Crédit Agricole reaches conditional agreement to acquire Kas Bank for £163m

Crédit Agricole has reached a conditional agreement to acquire Kas Bank for €188m (£163m) in order to greater export its expertise in servicing institutional investors, including pension funds, across European markets serviced by Crédit Agricole.

Crédit Agricole’s all-cash public offer was worth €12.75 per share and represents a premium of 110 per cent over the closing price of Kas Bank on 22 February 2019.

The offer has received unanimous support from the managing board and supervisory board of Kas Bank and is expected to be completed in Q3 2019, subject customary conditions, including approvals from the Dutch Central Bank and European Central Bank.

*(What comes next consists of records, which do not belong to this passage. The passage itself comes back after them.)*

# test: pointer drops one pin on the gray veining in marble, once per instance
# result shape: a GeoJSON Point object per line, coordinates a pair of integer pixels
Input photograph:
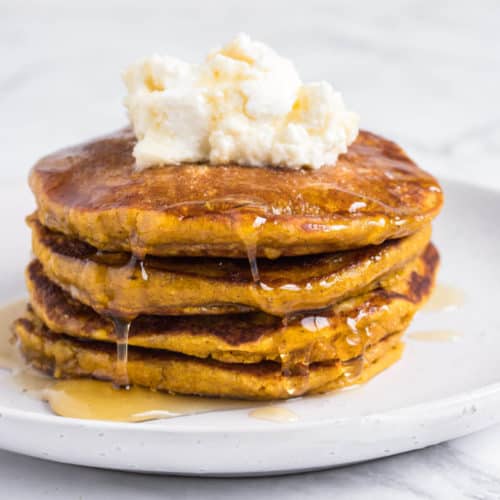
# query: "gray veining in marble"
{"type": "Point", "coordinates": [424, 73]}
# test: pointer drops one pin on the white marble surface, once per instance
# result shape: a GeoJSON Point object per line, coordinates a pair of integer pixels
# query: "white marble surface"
{"type": "Point", "coordinates": [424, 73]}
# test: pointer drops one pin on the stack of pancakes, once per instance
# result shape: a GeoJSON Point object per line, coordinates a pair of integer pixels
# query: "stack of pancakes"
{"type": "Point", "coordinates": [255, 283]}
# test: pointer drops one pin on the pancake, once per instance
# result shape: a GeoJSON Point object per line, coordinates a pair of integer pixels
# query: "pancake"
{"type": "Point", "coordinates": [170, 286]}
{"type": "Point", "coordinates": [344, 331]}
{"type": "Point", "coordinates": [64, 357]}
{"type": "Point", "coordinates": [93, 193]}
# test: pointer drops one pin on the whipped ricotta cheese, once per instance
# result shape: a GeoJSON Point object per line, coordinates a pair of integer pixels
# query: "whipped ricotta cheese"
{"type": "Point", "coordinates": [244, 105]}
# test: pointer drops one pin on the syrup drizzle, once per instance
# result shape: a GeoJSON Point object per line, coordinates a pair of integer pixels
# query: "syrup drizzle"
{"type": "Point", "coordinates": [445, 298]}
{"type": "Point", "coordinates": [93, 399]}
{"type": "Point", "coordinates": [122, 330]}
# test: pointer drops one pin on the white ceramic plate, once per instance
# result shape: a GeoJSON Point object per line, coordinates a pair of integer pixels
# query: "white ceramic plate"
{"type": "Point", "coordinates": [439, 391]}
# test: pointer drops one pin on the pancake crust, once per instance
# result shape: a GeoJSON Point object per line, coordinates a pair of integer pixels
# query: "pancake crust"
{"type": "Point", "coordinates": [343, 331]}
{"type": "Point", "coordinates": [165, 286]}
{"type": "Point", "coordinates": [65, 357]}
{"type": "Point", "coordinates": [92, 192]}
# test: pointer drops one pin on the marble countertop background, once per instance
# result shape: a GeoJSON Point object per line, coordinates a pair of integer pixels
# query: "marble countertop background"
{"type": "Point", "coordinates": [426, 74]}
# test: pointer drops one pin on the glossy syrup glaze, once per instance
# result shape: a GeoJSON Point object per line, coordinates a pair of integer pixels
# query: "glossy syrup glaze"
{"type": "Point", "coordinates": [374, 192]}
{"type": "Point", "coordinates": [93, 399]}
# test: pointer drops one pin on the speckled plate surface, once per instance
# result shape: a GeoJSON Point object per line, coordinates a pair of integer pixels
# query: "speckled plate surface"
{"type": "Point", "coordinates": [441, 389]}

Crédit Agricole will fund the transaction from its own finances and has agreed on an integration plan with Kas Bank for the period after the completion of the offer.

Commenting on the announcement, Kas Bank chairman of the managing board, Sikko van Katwijk said: “The agreement we reached today marks the start of a new era for all of us. Teaming up with Crédit Agricole increases our competitive strength and enhances our investment and innovation power in a market where scale is an increasingly important factor.

“Our Dutch, German and UK clients will benefit from the critical size with more than €2.8trn assets under custody, the solid capital position and the extended product range this combination will bring.”

The agreement will see Kas Bank become Crédit Agricole’s “global centre of excellence for pension fund business”, and hopes that it will improve Crédit Agricole’s pension fund offering around the globe.

Crédit Agricole CEO, Jean François Abadie added: “Crédit Agricole will further strengthen its expertise in servicing institutional investors such as pension funds and insurance companies, in order to distribute these services on a global basis.

“The combination is anticipated to create value for our shareholders and will broaden and deepen our offering in Europe. We are convinced that the offer is in the interests of both companies’ stakeholders.”